Zucker K, McInerney C, Glaser A, Baxter P, Hall G
Leeds Institute of Data Analytics, University of Leeds, Leeds, UK.
School of Medicine, University of Leeds, Leeds, UK.
Br J Cancer. 2025 Aug 9. doi: 10.1038/s41416-025-03136-9.
Significant volumes of research rely on secondary care diagnostic coding to identify comorbidities however little is known about its accuracy at a population level or if this influences subsequent analysis.
Retrospective observational study utilising real world data for all cancers, prostate cancer and breast cancer patients diagnosed at Leeds Cancer Centre from 2005 and 2018. Three different data definitions were used to identify patients with diabetes in each cohort: (1) clinical coding alone, (2) HbA1c blood test alone (3) either clinical coding or abnormal HbA1c.
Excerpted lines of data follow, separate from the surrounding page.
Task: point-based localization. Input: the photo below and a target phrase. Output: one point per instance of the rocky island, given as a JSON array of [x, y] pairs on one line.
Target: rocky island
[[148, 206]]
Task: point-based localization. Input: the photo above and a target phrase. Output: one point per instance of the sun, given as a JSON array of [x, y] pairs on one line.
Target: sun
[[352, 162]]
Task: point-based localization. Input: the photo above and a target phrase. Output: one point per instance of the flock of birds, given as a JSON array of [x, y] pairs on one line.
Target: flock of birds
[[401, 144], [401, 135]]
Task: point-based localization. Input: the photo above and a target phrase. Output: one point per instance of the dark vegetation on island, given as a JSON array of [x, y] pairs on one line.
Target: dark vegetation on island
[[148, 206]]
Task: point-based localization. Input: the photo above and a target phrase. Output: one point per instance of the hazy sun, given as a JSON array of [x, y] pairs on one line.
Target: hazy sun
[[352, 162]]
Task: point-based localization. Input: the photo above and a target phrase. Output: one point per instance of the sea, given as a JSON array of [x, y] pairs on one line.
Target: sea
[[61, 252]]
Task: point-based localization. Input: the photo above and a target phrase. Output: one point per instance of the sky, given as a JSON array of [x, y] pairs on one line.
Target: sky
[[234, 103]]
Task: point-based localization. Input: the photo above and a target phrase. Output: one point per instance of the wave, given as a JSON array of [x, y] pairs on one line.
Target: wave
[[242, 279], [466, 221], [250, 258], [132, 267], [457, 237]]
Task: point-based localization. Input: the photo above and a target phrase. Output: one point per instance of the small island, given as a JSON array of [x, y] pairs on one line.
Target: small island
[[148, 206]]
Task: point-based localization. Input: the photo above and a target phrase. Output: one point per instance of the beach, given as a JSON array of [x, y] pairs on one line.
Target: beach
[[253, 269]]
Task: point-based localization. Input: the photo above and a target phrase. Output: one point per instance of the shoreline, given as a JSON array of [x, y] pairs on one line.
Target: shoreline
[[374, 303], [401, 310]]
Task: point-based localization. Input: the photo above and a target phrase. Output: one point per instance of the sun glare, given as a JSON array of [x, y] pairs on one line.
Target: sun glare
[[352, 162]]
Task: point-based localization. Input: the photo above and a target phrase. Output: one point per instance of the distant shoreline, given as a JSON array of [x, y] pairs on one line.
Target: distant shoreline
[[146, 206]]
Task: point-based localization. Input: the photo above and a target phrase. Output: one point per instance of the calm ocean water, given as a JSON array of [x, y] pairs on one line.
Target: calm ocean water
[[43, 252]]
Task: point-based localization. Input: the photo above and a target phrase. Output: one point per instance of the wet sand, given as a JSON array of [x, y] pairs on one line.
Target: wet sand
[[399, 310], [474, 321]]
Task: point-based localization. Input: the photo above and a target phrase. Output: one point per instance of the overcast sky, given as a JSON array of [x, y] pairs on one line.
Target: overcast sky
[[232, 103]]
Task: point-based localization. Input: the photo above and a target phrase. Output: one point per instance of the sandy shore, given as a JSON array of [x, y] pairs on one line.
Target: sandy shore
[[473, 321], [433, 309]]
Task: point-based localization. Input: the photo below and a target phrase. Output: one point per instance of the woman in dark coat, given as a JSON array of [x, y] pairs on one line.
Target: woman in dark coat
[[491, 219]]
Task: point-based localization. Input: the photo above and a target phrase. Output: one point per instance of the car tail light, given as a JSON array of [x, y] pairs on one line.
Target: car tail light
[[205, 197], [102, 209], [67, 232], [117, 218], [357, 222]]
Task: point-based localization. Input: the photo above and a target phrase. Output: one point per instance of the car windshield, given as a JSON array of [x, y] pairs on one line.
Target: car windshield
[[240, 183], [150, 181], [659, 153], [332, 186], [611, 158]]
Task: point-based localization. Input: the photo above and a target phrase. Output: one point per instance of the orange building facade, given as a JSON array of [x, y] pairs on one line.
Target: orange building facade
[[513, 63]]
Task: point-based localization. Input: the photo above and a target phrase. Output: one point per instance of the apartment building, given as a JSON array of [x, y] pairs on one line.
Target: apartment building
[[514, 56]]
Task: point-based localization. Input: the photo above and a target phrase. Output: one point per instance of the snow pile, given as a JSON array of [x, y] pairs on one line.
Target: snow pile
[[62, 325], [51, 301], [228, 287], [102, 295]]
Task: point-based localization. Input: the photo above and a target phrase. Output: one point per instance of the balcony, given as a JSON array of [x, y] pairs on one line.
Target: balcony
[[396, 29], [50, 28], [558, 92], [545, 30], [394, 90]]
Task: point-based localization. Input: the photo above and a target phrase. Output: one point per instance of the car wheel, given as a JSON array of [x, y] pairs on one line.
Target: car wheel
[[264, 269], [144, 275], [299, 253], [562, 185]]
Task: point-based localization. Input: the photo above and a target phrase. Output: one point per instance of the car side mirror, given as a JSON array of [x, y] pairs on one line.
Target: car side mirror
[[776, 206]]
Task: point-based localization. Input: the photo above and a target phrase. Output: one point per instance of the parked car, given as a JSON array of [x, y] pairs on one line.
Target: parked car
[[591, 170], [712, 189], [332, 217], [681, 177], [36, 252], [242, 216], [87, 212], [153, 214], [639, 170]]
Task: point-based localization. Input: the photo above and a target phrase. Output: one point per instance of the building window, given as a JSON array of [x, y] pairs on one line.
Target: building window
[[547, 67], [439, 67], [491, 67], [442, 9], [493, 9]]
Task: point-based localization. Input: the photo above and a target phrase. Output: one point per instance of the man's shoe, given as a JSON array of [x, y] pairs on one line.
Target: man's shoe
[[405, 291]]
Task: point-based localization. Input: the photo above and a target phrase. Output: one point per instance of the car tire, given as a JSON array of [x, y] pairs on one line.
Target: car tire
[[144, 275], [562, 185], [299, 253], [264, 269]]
Cohort characteristics, diagnosis dates and Cox derived survival was compared across diabetes definitions.
123,841 cancer patients were identified including 13,964 with diabetes. Clinical coding failed to identify 14.6% of diabetic cancer patients with a temporal misclassification rate of 17.5%. Sole reliance on clinical coding overestimated the negative effect of DM on median survival across all cancers and 3.17 years in breast cancer.
Clinical coding provides inaccurate diabetes diagnosis date and detection resulting in meaningful differences in analytic outcomes. This supports the use of more detailed comorbidity data definitions. Results casts doubt over research reliant on hospital clinical coding alone and the generalisability of some comorbidity and frailty scoring systems.
大量研究依赖二级医疗诊断编码来识别合并症,但对于其在人群层面的准确性或这是否会影响后续分析,我们知之甚少。
采用回顾性观察研究,利用2005年至2018年在利兹癌症中心诊断的所有癌症、前列腺癌和乳腺癌患者的真实世界数据。在每个队列中使用三种不同的数据定义来识别糖尿病患者:(1)仅临床编码,(2)仅糖化血红蛋白(HbA1c)血液检测,(3)临床编码或异常HbA1c。比较不同糖尿病定义下的队列特征、诊断日期和Cox衍生生存率。
共识别出123,841名癌症患者,其中13,964名患有糖尿病。临床编码未能识别出14.6%的糖尿病癌症患者,时间错误分类率为17.5%。仅依赖临床编码高估了糖尿病对所有癌症患者中位生存期的负面影响,在乳腺癌患者中高估了3.17年。
临床编码提供的糖尿病诊断日期和检测结果不准确,导致分析结果出现显著差异。这支持使用更详细的合并症数据定义。研究结果对仅依赖医院临床编码的研究以及一些合并症和虚弱评分系统的普遍性提出了质疑。